Teri Henderson is a Baltimore-based independent curator, the Arts and Culture Editor of Baltimore Beat, and the author of Black Collagists: The Book. Her writing has been published in BmoreArt, All SHE Makes, Artforum, Justsmile Magazine, Kinfolk Travel, and the St. James Encyclopedia of Hip Hop Culture. She is on the Board of Directors of the Maryland Volunteer Lawyers For The Arts and previously served as their Art Law Clinic Director. Henderson holds a Bachelor of Science in Psychology from Texas Christian University.

Ashley Minner is a community based visual artist from Baltimore and an enrolled member of the Lumbee Tribe of North Carolina. In addition to maintaining her artistic practice, Ashley works as an Assistant Curator for History and Culture at the Smithsonian National Museum of the American Indian in Washington, DC. She earned her MFA in Community Arts from Maryland Institute College of Art and her PhD in American Studies from University of Maryland College Park.

Ginevra Shay is an artist and curator based in New York City. Shay is currently the curator of Rose Arcade and served as Artistic Director of The Contemporary in Baltimore from 2013-2018. They received a 2021 National Endowment for the Arts Our Town Award for Baltimore Living Archives, a 2020 Maryland Creativity Award for Phone Call presented by the BMA, and a 2018 Maryland Individual Artist Award. Shay has presented solo exhibitions at Pentimenti Gallery in Philadelphia, PA and NO/ Gallery in Ghent, Belgium; and exhibited their work nationally and internationally. Shay received their MFA from the Milton Avery School at Bard College.

About Artemis/Bast

Artemis/Bast (1992) juxtaposes two mythological characters from divergent cultures of origin: The Egyptian cat goddess Bast and the Greek goddess Artemis the huntress, exposing their shared symbolism of protection and fertility. The sharp contrast of a deep ebony feline head and a white, heavily draped Neoclassical body, combined with the shards of plaster at the feet of Wilson’s creation, shatters perceived knowledge of the ancient world, and reminds us that Africa was a present and equally compelling source of intellectual, philosophical, and social advancement in the time of antiquity. Wilson first presented this work as part of his installation Panta Rhei – A Gallery of Ancient Classical Art at Metro Pictures in 1992. It is currently on view in How Do We Know The World?, a multi-year reinstallation of the BMA’s contemporary wing. It has also been exhibited at the Museum of Modern Art, NY; Museum of Contemporary Art, Chicago; Cleveland Museum of Art; Institute of Jamaica, W.I.; Museum of World Cultures, Sweden; and British Museum. Artemis/Bast is on extended loan to the BMA from the Collection of Karen Reiner, Potomac, Maryland.

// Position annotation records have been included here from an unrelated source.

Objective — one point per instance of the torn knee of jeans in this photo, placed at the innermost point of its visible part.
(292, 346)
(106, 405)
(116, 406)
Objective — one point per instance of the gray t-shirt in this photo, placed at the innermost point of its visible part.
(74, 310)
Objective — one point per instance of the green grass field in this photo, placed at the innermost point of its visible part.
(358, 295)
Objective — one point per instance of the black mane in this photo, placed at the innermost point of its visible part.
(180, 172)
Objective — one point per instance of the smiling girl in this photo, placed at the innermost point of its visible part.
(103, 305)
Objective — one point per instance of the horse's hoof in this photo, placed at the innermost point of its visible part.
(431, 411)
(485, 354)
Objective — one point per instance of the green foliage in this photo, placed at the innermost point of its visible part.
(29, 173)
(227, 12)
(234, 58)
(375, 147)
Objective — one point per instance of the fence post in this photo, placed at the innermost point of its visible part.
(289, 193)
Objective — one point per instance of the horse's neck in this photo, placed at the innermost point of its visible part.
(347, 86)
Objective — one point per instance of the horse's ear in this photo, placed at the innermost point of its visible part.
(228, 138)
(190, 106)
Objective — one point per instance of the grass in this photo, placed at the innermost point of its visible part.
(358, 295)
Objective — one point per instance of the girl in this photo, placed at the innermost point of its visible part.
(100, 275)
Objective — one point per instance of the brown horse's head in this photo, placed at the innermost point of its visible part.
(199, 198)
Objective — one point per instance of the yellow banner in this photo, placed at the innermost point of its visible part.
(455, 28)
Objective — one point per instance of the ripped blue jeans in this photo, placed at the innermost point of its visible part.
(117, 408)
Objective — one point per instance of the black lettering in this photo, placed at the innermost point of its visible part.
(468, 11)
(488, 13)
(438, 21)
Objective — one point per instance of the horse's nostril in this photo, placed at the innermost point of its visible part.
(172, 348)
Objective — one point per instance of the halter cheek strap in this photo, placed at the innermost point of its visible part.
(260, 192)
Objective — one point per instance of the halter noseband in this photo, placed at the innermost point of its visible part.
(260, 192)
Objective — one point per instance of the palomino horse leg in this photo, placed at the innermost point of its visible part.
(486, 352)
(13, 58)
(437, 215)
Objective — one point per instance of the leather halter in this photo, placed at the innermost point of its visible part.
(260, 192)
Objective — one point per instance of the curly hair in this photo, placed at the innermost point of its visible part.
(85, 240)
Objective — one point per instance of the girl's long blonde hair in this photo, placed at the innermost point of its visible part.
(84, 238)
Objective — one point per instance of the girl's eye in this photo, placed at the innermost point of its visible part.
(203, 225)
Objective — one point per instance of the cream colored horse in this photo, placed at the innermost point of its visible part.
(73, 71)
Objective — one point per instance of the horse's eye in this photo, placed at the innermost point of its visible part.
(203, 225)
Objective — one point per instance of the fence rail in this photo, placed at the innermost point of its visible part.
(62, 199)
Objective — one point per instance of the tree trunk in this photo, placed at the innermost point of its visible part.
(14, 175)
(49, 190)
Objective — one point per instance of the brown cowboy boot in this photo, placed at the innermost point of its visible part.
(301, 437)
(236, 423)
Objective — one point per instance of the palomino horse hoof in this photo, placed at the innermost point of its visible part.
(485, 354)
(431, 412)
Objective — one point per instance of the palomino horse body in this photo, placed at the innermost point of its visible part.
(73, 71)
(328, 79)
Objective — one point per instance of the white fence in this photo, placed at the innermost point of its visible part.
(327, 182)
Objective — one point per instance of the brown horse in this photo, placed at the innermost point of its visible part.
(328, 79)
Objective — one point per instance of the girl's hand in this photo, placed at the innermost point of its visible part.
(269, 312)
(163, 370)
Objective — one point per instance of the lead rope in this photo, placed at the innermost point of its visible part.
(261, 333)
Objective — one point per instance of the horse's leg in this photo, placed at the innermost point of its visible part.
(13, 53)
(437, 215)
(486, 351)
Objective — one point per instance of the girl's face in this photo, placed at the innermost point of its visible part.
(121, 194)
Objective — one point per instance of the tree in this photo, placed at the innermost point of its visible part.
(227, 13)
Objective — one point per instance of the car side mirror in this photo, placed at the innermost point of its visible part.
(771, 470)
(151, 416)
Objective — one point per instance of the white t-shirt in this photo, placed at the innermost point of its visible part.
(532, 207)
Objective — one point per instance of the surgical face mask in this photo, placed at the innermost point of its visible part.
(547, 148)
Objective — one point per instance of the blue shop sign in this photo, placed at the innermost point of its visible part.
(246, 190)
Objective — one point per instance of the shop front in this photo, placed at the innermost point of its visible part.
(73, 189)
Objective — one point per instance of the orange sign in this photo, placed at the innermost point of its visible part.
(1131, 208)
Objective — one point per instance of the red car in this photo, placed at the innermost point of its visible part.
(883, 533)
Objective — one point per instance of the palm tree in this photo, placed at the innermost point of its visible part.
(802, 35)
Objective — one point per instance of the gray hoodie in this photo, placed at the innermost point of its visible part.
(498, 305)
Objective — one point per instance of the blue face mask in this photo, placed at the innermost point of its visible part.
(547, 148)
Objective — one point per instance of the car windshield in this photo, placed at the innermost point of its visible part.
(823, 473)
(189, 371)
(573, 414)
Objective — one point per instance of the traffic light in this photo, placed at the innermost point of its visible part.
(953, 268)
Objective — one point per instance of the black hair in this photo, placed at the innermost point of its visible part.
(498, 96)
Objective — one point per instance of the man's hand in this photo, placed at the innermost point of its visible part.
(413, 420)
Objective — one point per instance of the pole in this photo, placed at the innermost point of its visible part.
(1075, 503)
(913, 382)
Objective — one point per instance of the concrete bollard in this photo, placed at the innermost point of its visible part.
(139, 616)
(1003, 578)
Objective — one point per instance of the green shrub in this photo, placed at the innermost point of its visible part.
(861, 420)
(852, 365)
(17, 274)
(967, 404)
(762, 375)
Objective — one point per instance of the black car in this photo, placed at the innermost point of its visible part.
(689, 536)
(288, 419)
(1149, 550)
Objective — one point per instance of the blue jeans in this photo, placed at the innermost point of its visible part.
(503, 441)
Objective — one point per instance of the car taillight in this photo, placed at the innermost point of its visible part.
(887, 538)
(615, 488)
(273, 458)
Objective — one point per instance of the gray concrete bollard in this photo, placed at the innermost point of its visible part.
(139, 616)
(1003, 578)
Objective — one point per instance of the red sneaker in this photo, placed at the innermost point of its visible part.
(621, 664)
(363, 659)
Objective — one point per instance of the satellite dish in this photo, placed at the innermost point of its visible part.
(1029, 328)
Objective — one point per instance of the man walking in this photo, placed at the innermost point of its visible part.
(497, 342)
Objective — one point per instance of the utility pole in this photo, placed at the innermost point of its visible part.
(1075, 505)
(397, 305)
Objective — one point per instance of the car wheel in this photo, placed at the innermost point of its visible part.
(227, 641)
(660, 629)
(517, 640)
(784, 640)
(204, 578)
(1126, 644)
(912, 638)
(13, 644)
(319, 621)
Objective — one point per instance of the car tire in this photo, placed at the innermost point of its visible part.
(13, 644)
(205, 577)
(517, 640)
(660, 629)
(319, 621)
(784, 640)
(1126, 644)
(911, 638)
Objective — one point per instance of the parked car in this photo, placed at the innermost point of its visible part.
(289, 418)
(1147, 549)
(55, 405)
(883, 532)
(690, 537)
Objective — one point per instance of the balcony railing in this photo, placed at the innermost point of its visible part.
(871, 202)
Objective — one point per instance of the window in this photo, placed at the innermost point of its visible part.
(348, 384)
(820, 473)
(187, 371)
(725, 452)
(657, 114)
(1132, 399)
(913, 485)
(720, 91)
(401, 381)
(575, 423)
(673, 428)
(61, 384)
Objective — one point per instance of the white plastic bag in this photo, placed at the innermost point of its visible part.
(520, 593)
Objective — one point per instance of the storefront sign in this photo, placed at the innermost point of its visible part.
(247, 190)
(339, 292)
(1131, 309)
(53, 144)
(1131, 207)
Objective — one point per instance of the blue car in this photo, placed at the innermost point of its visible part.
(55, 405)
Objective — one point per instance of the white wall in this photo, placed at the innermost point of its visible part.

About the Baltimore Museum of Art

Founded in 1914, the Baltimore Museum of Art (BMA) inspires people of all ages and backgrounds through exhibitions, programs, and collections that tell an expansive story of art—challenging long-held narratives and embracing new voices. Our outstanding collection of more than 97,000 objects spans many eras and cultures and includes the world’s largest public holding of works by Henri Matisse; one of the nation’s finest collections of prints, drawings, and photographs; and a rapidly growing number of works by contemporary artists of diverse backgrounds. The museum is also distinguished by a neoclassical building designed by American architect John Russell Pope and two beautifully landscaped gardens featuring an array of modern and contemporary sculpture. The BMA is located three miles north of the Inner Harbor, adjacent to the main campus of Johns Hopkins University, and has a community branch at Lexington Market. General admission is free so that everyone can enjoy the power of art.